Other views expressed less anxiety assuming that this issue is of limited relevance as it will probably occur less frequently.


National courts vested with the right to hear actions over awards annulled in other countries may, through artificial reasoning or national biasness towards their citizens, consider that the local law applied initially to annul the award does not apply to the substance of the dispute and decide on enforcing an annulled award.

In our view we believe that it is important to recognise the right of a court in the place where the arbitration award was rendered.

Failing so may arguably pose some disorder to current attempts for international coordination for the enforcement of arbitral awards and fundamentally alter the characterisation and practice of arbitration with detrimental effect on the parties.[14]


Composed and Posted by Mohamed Raffa- LLM, FCIARB, ICCA



[1] Ominimum de Traitment et de Valorisation S.A. v. Hilmarton Ltd., QBD Com. Ct. (1999) 2 Lloyd’s Rep. 222

[2] Swiss Arbitration Law A36(f) allows an action for annulment where ‘the award was based upon on findings which were manifestly contrary to the facts appearing in the file, or that it constitutes a clear violation of law.’ The Swiss Code on Conflict of Laws and Related Legislations 196, 212 (Pierre Karrer & Karl Arnold 1989 Translation).
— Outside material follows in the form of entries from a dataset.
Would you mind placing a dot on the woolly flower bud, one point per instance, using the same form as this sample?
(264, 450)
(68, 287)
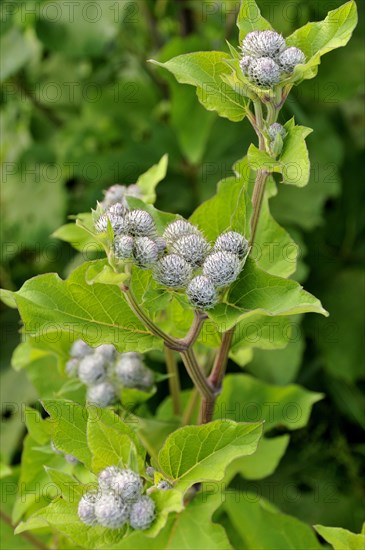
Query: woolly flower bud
(178, 229)
(140, 223)
(107, 351)
(111, 511)
(71, 459)
(92, 369)
(264, 72)
(132, 373)
(123, 247)
(72, 367)
(232, 242)
(173, 271)
(193, 248)
(276, 129)
(80, 348)
(202, 293)
(118, 223)
(101, 395)
(124, 483)
(263, 44)
(164, 485)
(290, 58)
(245, 64)
(86, 508)
(114, 194)
(145, 252)
(222, 268)
(142, 513)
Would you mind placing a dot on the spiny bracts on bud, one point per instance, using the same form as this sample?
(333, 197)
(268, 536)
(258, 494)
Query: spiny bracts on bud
(276, 129)
(193, 248)
(132, 373)
(222, 268)
(231, 241)
(201, 292)
(264, 72)
(173, 271)
(117, 501)
(289, 58)
(92, 369)
(101, 395)
(111, 511)
(178, 229)
(263, 44)
(125, 483)
(142, 513)
(140, 223)
(86, 508)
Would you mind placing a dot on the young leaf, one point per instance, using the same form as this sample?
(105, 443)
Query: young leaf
(262, 526)
(293, 163)
(319, 38)
(148, 181)
(204, 70)
(98, 313)
(257, 292)
(246, 399)
(250, 19)
(342, 539)
(202, 453)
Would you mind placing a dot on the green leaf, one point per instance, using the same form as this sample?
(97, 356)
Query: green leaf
(246, 399)
(229, 208)
(293, 163)
(110, 440)
(202, 453)
(261, 464)
(250, 19)
(319, 38)
(262, 526)
(148, 181)
(69, 425)
(192, 528)
(99, 313)
(204, 70)
(257, 292)
(78, 238)
(341, 539)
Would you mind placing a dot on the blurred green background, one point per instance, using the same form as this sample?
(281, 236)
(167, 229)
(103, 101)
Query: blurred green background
(82, 109)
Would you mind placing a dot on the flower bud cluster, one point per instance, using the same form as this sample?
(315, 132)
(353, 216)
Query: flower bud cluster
(135, 237)
(106, 372)
(118, 501)
(266, 59)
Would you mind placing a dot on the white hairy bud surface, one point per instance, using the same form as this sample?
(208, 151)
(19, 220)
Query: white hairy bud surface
(178, 229)
(142, 513)
(263, 44)
(173, 271)
(86, 508)
(264, 72)
(202, 293)
(290, 58)
(101, 395)
(231, 241)
(193, 248)
(222, 268)
(123, 247)
(111, 511)
(92, 369)
(145, 252)
(140, 223)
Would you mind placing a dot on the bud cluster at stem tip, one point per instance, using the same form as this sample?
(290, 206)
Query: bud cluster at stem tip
(266, 58)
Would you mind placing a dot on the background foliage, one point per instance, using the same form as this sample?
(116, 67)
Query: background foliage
(82, 109)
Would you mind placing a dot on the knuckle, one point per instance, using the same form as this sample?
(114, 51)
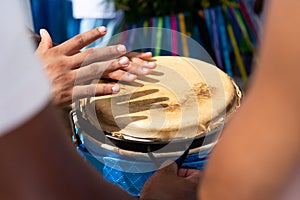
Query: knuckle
(90, 91)
(79, 39)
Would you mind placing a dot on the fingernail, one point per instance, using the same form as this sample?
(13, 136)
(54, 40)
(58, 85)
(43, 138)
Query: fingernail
(131, 76)
(102, 29)
(151, 64)
(42, 32)
(124, 61)
(115, 89)
(145, 70)
(121, 48)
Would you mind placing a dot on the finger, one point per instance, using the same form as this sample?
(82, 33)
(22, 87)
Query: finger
(145, 55)
(46, 41)
(187, 172)
(100, 69)
(93, 90)
(121, 75)
(76, 43)
(97, 54)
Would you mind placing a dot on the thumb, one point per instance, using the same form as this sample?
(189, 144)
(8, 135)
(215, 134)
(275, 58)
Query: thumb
(46, 42)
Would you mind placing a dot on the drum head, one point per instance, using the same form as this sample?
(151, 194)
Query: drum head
(181, 99)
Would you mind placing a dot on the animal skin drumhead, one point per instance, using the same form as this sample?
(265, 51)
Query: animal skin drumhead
(182, 98)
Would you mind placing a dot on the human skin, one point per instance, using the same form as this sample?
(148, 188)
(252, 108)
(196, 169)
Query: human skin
(70, 69)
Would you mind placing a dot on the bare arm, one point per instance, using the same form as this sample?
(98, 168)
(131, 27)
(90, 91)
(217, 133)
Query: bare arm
(259, 152)
(39, 162)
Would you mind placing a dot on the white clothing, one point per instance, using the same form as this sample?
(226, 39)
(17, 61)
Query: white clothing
(24, 87)
(95, 9)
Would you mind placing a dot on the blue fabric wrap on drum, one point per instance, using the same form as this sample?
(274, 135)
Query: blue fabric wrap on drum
(125, 171)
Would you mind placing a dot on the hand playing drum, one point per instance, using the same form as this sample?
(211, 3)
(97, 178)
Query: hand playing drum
(70, 70)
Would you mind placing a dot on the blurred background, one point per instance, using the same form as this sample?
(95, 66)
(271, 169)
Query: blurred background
(229, 30)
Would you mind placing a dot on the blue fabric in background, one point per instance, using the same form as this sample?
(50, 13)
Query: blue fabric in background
(55, 16)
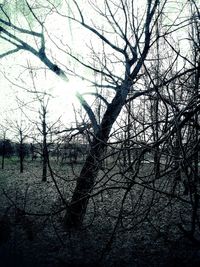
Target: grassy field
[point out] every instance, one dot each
(31, 213)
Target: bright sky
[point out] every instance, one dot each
(14, 67)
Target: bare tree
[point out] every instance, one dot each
(125, 44)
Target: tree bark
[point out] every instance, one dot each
(77, 208)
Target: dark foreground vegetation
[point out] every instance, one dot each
(138, 227)
(117, 182)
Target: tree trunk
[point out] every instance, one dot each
(21, 155)
(3, 156)
(77, 208)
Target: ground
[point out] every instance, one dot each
(143, 237)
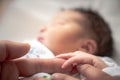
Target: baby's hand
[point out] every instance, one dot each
(79, 58)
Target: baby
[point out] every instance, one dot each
(75, 30)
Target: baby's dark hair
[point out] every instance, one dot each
(101, 30)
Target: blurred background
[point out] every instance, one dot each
(21, 19)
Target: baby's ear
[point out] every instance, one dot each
(89, 46)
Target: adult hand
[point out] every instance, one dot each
(88, 71)
(10, 50)
(11, 67)
(80, 57)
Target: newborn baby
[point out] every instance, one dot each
(75, 30)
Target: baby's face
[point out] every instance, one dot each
(62, 33)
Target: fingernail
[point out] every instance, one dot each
(55, 76)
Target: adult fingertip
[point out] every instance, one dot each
(55, 76)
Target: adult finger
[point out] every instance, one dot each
(27, 67)
(11, 50)
(92, 73)
(32, 79)
(60, 76)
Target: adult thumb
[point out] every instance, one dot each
(92, 73)
(12, 50)
(60, 76)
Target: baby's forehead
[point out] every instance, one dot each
(68, 14)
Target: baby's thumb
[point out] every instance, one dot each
(92, 73)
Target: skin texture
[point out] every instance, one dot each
(64, 33)
(80, 57)
(9, 51)
(85, 70)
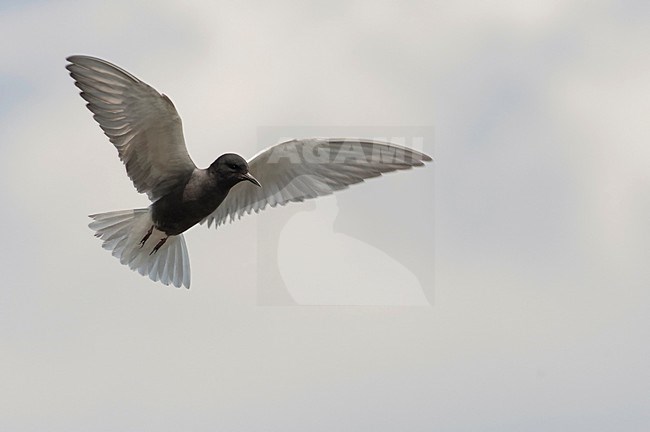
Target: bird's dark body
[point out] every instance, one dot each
(177, 212)
(197, 196)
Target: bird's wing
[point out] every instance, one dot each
(302, 169)
(142, 124)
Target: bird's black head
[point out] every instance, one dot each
(231, 169)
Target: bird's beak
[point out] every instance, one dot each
(251, 179)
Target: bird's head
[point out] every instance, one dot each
(232, 169)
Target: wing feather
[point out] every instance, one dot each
(303, 169)
(141, 123)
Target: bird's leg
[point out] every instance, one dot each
(159, 245)
(146, 237)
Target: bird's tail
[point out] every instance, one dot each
(131, 237)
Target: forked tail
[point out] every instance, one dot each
(130, 236)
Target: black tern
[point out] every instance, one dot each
(146, 129)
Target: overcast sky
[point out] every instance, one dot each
(523, 246)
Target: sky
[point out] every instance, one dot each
(503, 287)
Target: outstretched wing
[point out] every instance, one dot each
(142, 124)
(302, 169)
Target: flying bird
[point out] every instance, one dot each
(146, 129)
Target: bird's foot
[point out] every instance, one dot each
(146, 237)
(159, 245)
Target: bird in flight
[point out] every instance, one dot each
(146, 129)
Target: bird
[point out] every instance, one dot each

[3] Cour de Cassation, 23 Mars 1994 Soc. Hilmarton v. OTV YB Com Arb vol. XX (1995)

[4] High Court of Justice, Queen’s Division, 1998 Folio n1003 Ominimum de Traitment v. Hilmarton Ltd.

[5] Ramona Martinez, Recognition and Enforcement of International Arbitral Awards under the United Nations Convention1958: Refusal Provisions, Intl. Law Journal, vol.24 487-506 (1990).

[6] United Nations Convention on the Recognition and Enforcement of Foreign Arbitral Awards 1958 (The New York Convention ), Article V(2)(a)

[7] Chromalloy Aeroservices Inc. v. Arab Republic of Egypt (District Court of District of Columbia, 31st July 1996) YB Comm. Arb. Vol. xxii (1997) 1001

[8] District Court of Columbia, 13th July 1996, 939 F. Supp. 907 in XXII Y.B. Com. Arb. (1997), 1001-1012

[9] Claudia Alfons, Recognition and Enforcement of Annulled Foreign Arbitral Awards, Peter Lang GmbH, Frankfurt (2010) p.93-95

[10] Direction Generale de lAviation Civile de La Principaute’ de Dubai v. Societe International Bechtel (Cour d’Appel de Paris 1C, 29 Septembre 2005).

[11] Cf. Mitsubishi v. Soler Chrysler-Plymouth Inc., 473 US 614 (1985)

[12] J. Morrissey & J. Graves, International Sales Law and Arbitration: Problems, Cases and Commentary, Kluwer Law International (2008). p.470

[13] Hamid Gharavi, The International Effectiveness of the Annulment of an Arbitral Award, Kluwer Law International, The Hague (2002)pp.123

[14] See. H. Gharavi, The International Effectiveness of the Annulment of an Arbitral Award, Kluwer Law (2002)p.125; “The enforcement of annulled awards facilitates the creation of what is called “Floating Awards” which will expose the losing party to potential enforcement actions worldwide which cannot be blocked with certainty.